Occupational Therapist Interview Questions

  • What are the skills necessary to become an occupational therapist?
  • What work experience do you have that is relevant to occupational therapy?
  • What is your opinion on how an occupational therapy team should function?
  • What do you think are the three most important skills necessary for success in occupational therapy?
  • What contribution could you make to our team that other applicants cannot?
  • What do you think the therapist’s role would be like in this setting?
  • What are the factors of effective occupational therapy?
  • What are the benefits and the challenges for each of these factors?
  • Describe a time when you delivered a positive experience for the patient.
  • Tell me a situation where you managed risk effectively, explaining the situation, the opportunity you had to manage successfully, the action you took and the results.
  • How would you respond to someone who was verbally hostile towards you?
  • Describe how you address concerns from a frustrated patient or the patient's family.
  • Tell me about a standardized assessment you have used.
  • How do you cope with an overwhelming workload?
  • Do you mind being supervised?
  • What kind of management style suits your personality and your work style?
  • Describe what you learned from your previous job.
  • What is an effective method you have used to determine realistic rehabilitation goals for patients?
  • How have you helped coach or mentor someone? What kind of improvement did you observe?
  • How would you apply new technology or information to your position? How do you stay up-to-date on new technology relevant to occupational therapy?
  • Do you enjoy working in a rapidly evolving workplace?
  • Do you deal well with change?
  • What kind of feedback do you prefer from your supervisor or manager?
  • How do you balance cooperation with others and independent thinking?
  • Tell me about an effective health promotion program you developed and/or participated in.
  • Are you comfortable communicating realistic goals and progress with a patient and his family? Describe a time when you communicated what you believed were realistic goals, and the patient expressed different goals. How did you resolve the differences between your goals and the patient's goals?
  • Tell me about the most recent seminar you attended.
  • Does any particular type of patient interest you more than others?
  • Would you be comfortable supervising assistants and aides?
  • Describe a particularly difficult challenge that you helped a patient to overcome.

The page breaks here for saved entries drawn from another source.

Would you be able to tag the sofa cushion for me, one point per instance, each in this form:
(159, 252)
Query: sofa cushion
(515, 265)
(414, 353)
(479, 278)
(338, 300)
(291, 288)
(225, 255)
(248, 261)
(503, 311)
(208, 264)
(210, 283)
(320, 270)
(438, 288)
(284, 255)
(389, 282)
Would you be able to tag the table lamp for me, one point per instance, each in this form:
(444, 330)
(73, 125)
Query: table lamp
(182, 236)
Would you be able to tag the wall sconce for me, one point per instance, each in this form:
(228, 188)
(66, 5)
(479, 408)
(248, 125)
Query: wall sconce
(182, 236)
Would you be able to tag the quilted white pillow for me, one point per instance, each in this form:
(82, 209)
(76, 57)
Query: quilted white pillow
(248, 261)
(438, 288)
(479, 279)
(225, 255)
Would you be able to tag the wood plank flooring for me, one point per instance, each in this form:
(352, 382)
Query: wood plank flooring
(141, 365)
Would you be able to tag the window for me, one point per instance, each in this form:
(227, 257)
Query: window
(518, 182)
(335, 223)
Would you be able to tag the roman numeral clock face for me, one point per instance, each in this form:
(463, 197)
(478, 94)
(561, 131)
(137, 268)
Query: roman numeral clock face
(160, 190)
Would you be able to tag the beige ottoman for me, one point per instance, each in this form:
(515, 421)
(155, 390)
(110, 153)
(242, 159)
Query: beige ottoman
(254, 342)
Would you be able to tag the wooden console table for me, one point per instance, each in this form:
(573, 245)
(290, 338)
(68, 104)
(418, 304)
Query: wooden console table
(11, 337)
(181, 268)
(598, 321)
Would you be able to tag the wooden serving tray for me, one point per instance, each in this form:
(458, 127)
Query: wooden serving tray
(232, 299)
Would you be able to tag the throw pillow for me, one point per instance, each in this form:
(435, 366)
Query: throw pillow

General Job Interview Questions

In addition to job-specific interview questions, you will also be asked more general questions about your employment history, education, strengths, weaknesses, achievements, goals, and plans. Common job interview questions include:

  • Why should we hire you? Best answers
  • How long do you plan to work for this clinic/hospital/company? Best answers
  • What are your salary requirements? Best answers
  • What’s your greatest strength? Best answers
  • What’s your greatest weakness? Best answers
  • Why are you looking for a job? Best answers
  • Tell me about yourself. Best answers

Tips for Acing the Interview

Research the organization. The job interview is not the right time to find out more about your potential employer. As part of your interview prep, be sure to research the company. Look at their corporate website and social media feeds. Read recent news stories about the organization. Look for connections on LinkedIn to current and former employees who might be able to offer insight on the employer’s goals and culture.

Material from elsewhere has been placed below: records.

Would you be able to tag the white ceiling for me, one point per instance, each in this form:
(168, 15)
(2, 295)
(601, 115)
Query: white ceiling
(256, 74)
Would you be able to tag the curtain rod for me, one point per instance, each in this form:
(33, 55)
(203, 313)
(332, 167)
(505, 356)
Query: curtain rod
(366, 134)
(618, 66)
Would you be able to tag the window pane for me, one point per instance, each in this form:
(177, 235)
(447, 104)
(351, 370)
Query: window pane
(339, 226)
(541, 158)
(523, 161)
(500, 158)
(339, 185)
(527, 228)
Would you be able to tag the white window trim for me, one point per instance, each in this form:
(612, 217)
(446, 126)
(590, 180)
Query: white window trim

Practice interviewing. It’s not enough to plan answers to common interview questions. To make the best possible impression on the hiring team, it pays to practice interviewing. Family and friends can help you rehearse, or you can practice on your own.

Consider recording your practice interview with a camera or webcam so that you can assess your body language.

Say thank you. Think thank-you notes are old-fashioned? Think again. In a TopResume survey, 68% of hiring managers said that receiving a thank-you note after a job interview influenced their decision-making process. Send yours within 24 hours of the interview to make the best impression.